Tracing its origins in the Fatyanovo–Balanovo culture, an eastern offshoot of the Corded Ware culture of Central Europe, the Abashevo culture is notable for its metallurgical activity and use of the chariot in its end phase. It eventually came to absorb the Volosovo culture. The Abashevo culture is often viewed as pre-Indo-Iranian-speaking or Proto-Indo-Iranian-speaking. It played a major role in the development of the Sintashta culture and the Srubnaya culture.

Origins
The Abashevo culture is believed to have formed on the northern Don in the early 3rd millennium BC. It occupied part of the area of the earlier Fatyanovo–Balanovo culture, the eastern variant of the earlier Corded Ware culture.

Influences from further west played a decisive role in the formation of the Abashevo culture. It belongs to a circle of Central European cultures deriving from the Corded Ware culture. The peoples of this environment would eventually develop into Balts, Celts, Italic peoples, Germanic peoples and Slavs. It is from Central Europe that the Abashevo peoples ultimately originated. 

Influences from the Yamnaya culture and Catacomb culture on the Abashevo culture are detected. The pre-eminent expert on the Abashevo culture, Anatoly Pryakhin, concluded that it originated from contacts between Fatyanovo–Balanovo, Catacomb and Poltavka peoples in the southern forest-steppe. The influence of the Yamnaya culture persisted until approximately 1700 BC with the emergence of new technologies, traditions, and customs. 

The Abashevo culture represents an extension of steppe culture into the forest zone.

Distribution
The Abashevo culture flourished in the forest steppe areas of the middle Volga and upper Don. The sites were represented largely by kurgan cemeteries and some areas with evidence of copper smelting. A few settlements extended in the northern steppes of the middle Volga.

The Abashevo culture appears to have absorbed parts of the Volosovo culture. Contacts with the Volosovo culture appears to have facilitated the spread pastoralism and metallurgy into northern forest cultures. 

The easternmost sites of the Abashevo culture are located along the southern Urals. Those sites are associated with the origins of the Sintashta culture. The Abashevo culture is divided into a Don-Volga variant, a middle Volga variant and a southern Ural variant. On the northern Don, the Abashevo culture replaced the Catacomb culture. Along the middle Volga, it co-existed with the Poltavka culture.

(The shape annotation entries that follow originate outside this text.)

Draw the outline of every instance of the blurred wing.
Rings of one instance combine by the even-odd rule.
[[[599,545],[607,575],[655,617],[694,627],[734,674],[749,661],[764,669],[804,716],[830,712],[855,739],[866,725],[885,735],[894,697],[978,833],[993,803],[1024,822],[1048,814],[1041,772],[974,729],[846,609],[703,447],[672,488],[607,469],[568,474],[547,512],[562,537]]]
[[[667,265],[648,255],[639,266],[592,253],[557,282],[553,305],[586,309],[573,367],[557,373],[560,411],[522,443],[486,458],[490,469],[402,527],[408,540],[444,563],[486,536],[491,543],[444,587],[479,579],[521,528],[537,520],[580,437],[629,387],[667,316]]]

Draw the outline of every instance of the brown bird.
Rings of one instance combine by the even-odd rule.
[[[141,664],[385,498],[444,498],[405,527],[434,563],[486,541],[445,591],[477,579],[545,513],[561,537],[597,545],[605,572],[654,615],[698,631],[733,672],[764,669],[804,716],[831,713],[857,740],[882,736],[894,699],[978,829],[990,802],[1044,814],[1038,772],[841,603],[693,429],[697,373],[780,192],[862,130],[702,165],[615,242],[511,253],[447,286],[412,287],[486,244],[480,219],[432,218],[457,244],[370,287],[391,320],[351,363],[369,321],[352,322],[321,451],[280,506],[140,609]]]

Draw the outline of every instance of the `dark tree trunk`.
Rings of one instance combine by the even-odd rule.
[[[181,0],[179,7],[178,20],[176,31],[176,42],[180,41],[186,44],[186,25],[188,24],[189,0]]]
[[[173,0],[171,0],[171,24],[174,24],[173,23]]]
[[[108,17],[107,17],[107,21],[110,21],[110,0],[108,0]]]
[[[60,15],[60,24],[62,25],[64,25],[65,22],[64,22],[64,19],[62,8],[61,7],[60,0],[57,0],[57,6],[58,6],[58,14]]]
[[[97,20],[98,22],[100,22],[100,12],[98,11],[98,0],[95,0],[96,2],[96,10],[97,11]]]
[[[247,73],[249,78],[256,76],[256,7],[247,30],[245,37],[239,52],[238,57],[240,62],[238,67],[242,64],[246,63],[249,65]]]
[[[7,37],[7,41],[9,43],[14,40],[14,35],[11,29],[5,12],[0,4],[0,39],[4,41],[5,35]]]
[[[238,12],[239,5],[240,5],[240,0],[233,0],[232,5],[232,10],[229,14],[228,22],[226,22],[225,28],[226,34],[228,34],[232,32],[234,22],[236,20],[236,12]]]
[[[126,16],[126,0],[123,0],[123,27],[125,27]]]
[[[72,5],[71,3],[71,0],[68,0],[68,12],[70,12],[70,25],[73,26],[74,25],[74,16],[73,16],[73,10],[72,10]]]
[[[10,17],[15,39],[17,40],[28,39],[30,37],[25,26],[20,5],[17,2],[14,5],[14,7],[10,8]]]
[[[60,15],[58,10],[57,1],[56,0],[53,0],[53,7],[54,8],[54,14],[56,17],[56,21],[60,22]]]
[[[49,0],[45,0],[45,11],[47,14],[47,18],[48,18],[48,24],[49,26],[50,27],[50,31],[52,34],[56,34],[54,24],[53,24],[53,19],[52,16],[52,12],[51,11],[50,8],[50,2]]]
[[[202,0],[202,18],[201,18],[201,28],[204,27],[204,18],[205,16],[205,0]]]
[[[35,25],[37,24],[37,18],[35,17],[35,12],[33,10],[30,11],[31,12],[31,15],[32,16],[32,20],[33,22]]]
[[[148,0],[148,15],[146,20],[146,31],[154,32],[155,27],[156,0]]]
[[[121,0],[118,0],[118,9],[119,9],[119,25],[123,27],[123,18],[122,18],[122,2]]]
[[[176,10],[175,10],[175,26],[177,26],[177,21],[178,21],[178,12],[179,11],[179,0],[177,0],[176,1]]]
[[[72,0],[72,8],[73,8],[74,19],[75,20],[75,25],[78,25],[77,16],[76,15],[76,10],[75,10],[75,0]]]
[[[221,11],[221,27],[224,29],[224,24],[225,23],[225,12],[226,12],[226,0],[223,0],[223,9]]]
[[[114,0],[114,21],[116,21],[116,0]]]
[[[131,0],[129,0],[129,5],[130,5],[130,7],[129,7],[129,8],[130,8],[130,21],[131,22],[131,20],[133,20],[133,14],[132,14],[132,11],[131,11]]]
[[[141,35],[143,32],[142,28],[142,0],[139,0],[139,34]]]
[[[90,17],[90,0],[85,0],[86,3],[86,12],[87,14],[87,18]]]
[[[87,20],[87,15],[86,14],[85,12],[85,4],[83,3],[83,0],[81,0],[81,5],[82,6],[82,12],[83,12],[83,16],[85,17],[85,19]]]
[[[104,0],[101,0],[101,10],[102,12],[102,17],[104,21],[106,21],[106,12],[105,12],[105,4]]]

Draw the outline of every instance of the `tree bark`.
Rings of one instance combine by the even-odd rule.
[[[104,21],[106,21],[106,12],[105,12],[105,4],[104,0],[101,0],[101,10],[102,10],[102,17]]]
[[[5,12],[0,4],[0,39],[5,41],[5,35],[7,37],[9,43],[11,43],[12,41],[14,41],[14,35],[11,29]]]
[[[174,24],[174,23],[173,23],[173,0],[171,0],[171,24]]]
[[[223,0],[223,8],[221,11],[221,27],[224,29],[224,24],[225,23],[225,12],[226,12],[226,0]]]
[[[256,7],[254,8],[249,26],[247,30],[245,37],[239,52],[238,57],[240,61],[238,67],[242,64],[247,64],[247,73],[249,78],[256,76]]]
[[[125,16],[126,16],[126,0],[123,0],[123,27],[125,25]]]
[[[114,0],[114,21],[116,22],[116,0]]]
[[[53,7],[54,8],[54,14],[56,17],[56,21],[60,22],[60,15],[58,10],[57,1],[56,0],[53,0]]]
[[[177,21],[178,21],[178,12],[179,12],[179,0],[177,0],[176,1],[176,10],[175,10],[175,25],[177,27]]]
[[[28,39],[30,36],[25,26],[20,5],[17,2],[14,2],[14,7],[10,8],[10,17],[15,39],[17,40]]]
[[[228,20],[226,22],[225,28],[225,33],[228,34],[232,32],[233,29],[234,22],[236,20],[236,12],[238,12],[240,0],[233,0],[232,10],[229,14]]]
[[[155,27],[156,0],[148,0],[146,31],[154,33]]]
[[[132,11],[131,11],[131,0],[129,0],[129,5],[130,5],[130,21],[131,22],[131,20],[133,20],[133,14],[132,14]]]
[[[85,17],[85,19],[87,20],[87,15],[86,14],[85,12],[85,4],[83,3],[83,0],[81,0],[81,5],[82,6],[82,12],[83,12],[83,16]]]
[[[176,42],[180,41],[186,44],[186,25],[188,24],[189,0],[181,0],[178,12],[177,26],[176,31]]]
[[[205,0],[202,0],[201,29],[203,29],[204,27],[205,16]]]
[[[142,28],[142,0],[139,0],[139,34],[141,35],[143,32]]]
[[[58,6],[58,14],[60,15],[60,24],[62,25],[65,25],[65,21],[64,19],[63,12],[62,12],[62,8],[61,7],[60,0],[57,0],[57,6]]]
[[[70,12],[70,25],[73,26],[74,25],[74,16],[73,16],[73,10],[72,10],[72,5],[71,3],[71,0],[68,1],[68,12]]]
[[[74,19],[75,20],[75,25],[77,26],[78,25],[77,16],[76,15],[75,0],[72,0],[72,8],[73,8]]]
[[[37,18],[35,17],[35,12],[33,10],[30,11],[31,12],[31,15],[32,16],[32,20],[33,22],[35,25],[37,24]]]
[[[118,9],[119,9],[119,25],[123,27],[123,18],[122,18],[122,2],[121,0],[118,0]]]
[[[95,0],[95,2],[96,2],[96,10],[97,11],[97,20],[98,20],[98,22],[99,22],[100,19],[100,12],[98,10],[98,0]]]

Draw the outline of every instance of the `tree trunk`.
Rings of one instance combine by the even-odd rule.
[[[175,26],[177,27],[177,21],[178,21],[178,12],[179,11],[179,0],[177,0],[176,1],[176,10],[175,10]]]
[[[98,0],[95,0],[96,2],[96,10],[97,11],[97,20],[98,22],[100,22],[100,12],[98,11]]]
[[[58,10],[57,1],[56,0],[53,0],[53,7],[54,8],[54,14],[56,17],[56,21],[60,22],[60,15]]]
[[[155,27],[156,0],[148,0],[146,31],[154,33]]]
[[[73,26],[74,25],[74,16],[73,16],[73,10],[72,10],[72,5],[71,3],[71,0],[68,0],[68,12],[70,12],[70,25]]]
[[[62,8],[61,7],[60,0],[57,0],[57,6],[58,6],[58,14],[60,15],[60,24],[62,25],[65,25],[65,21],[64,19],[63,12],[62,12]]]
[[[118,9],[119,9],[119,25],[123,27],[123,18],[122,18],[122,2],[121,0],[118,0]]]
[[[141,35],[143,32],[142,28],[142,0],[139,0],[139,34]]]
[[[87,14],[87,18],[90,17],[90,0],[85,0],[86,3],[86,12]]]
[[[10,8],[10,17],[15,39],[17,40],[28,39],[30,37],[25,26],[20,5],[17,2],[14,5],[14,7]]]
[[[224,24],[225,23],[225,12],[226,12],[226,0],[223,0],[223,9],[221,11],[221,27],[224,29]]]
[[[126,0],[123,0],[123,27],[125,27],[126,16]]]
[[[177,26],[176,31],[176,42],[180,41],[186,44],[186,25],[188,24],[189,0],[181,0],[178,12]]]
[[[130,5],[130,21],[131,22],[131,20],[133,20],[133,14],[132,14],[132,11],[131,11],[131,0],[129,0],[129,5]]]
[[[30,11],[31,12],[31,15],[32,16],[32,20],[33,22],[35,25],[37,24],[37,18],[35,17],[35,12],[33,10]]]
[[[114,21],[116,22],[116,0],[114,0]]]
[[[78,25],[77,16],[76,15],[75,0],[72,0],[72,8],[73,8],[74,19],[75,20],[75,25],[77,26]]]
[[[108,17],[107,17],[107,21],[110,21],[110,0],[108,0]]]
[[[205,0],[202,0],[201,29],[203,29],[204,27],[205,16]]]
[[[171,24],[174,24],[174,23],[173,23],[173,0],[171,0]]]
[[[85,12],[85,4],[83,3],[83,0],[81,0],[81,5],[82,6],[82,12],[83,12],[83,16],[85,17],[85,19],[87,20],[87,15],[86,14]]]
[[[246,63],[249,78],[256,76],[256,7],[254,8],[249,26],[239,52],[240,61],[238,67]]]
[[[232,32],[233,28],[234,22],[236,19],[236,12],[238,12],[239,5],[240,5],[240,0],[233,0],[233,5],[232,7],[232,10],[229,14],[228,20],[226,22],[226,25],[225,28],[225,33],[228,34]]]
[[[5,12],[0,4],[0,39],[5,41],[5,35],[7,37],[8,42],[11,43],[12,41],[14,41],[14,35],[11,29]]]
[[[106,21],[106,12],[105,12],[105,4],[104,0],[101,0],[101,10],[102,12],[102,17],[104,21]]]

Elena E. Kuzmina suggests that the Seima-Turbino phenomenon emerged as a result of interaction between the Abashevo culture, the Catacomb culture and the early Andronovo culture.

Characteristics

Settlements
The type site of the Abashevo culture is at Abashevo, Chuvash Republic. More than two hundred settlements have been found. Some of them appear to have been occupied only briefly, and just two of them appear to have been fortified.

Burials
The Abashevo culture is primarily represented by various kurgan cemeteries. Kurgans were surrounded by a circular ditch, and the grave pit had ledges at its edges. The body was either contracted on the side, or supine with raised knees, with legs flexed. Its funerary customs appear to have been derived from the Poltavka culture. Its inhumation practices in tumuli are similar to the Yamnaya culture and Fatyanovo–Balanovo culture.

Flat graves are a component of the Abashevo culture burial rite, as in the earlier Fatyanovo culture. The kurgans of the Abashevo culture are to be distinguished from the flat graves of the Fatyanovo–Balanovo culture. A well-known Abashevo kurgan in Pepkino contained the remains of twenty-eight males who appear to have died violent deaths. 

Grave offerings are scant, little more than a pot or two usually a made with crushed-shell temper. Some graves show evidence of a birch bark floor and a timber construction forming walls and roof. High-status Abashevo graves contain silver and copper ornaments, and weapons. Crucibles for smelting copper and moulds for casting were found in some graves, most likely funerals reserved to bronzesmiths.

Clothing
High-status Abashevo women are notable for wearing a distinctive type of headband with pendants made of copper and silver. These headbands are unique to the Abashevo culture, and are probably an ethnic marker and symbol of political status.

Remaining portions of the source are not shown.